The NoCo Herald

Estes Park board approves 440 Valley Road rezoning to accommodation use

The Estes Park Town Board voted Tuesday to approve Ordinance 11-26, rezoning 440 Valley Road from RM multifamily residential to A-1 accommodations low intensity. The change allows the property’s existing three-unit lodge to be treated as a resort lodge rather than three separate vacation homes, aligning the zoning with the way the lodging structure already operates. The owners returned with written approval from 74% of record property owners within 500 feet, satisfying the town’s Ballot 300 requirements after an earlier denial.
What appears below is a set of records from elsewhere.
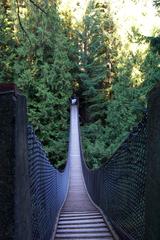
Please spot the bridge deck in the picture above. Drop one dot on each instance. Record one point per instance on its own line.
(79, 218)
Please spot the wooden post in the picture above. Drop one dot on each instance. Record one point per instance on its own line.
(152, 197)
(15, 202)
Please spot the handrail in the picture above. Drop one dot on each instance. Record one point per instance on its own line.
(48, 187)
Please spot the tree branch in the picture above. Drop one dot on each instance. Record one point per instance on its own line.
(20, 23)
(42, 10)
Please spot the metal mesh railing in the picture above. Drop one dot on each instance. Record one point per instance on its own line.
(48, 189)
(118, 187)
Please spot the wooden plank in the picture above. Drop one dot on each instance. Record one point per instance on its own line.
(79, 218)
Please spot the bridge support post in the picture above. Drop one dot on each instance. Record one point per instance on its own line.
(152, 217)
(15, 203)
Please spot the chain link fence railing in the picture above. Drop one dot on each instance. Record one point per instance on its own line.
(118, 187)
(48, 188)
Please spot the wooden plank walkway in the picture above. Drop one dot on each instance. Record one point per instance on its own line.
(79, 218)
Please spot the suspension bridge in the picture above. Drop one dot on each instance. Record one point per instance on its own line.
(120, 200)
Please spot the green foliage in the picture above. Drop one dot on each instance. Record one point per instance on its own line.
(41, 69)
(113, 109)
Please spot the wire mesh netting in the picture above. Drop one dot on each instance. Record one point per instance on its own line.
(119, 186)
(48, 189)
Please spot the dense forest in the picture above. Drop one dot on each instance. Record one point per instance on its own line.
(50, 56)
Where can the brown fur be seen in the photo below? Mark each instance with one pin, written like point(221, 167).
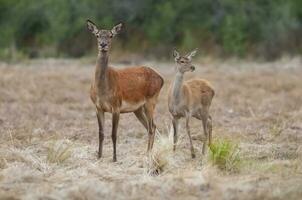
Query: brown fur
point(116, 91)
point(133, 85)
point(190, 98)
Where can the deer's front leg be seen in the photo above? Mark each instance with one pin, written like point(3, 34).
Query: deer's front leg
point(175, 129)
point(115, 120)
point(100, 117)
point(189, 134)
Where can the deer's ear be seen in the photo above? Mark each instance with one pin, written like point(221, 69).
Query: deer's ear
point(191, 54)
point(176, 55)
point(92, 27)
point(116, 29)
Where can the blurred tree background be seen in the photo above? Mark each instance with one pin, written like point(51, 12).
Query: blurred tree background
point(57, 28)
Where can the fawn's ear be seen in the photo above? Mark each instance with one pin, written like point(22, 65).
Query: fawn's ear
point(191, 54)
point(116, 29)
point(92, 27)
point(176, 55)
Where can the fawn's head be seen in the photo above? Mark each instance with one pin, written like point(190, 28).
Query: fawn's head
point(103, 36)
point(184, 63)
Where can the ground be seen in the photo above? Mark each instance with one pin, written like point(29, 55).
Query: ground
point(48, 135)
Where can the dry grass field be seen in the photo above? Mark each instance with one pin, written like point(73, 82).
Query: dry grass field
point(48, 135)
Trustee Frank Lancaster, presenting the staff report, said the property includes a detached single-family home and a small three-unit lodge used for accommodations. He said no future development is proposed and that, if the site were ever redeveloped, it would be limited to three total units under A-1 zoning. Lancaster also said the Planning Commission unanimously recommended approval both when it first considered the request in January and again after the resubmitted application came back this month.

Speaking for the applicants, Chris Eshelman said the family has operated the small lodge for 15 years with "no complaints, no noise complaints, no complaint of any type" and described the rezone as an effort to correct a long-running zoning mismatch. Another owner said the board’s January denial was based on Ballot 300 requirements and that the family then spent about three weeks gathering signatures from nearby property owners, collecting 23 of 31 possible approvals.

Mayor Gary Hall backed the request, calling it "a pretty non-controversial rezoning" and telling the applicants, "I think this board as a whole believes that this should be rezoned." Trustees also discussed whether the case could influence other lodging properties seeking rezoning to avoid workforce housing linkage fees. Trustee Bill Brown said other property owners could seek rezoning, but added that "getting around the linkage fee is not a justification for rezoning." Trustee Mark Igel said he did not see the case as setting a precedent because of the property’s specific history.

The staff report noted one letter of opposition raising concerns that the rezoning could shift the street’s character from residential to commercial, but no one spoke against the request at the hearing. During board discussion, trustees also confirmed that rezoning the property would not increase its allowable density; Lancaster said any future owner would still be limited to three units.

The ordinance, listed as Planning Commission Action Item Ordinance 11-26, approved the resubmitted application after the owners met the neighbor-signature requirement added under Ordinance 11-25.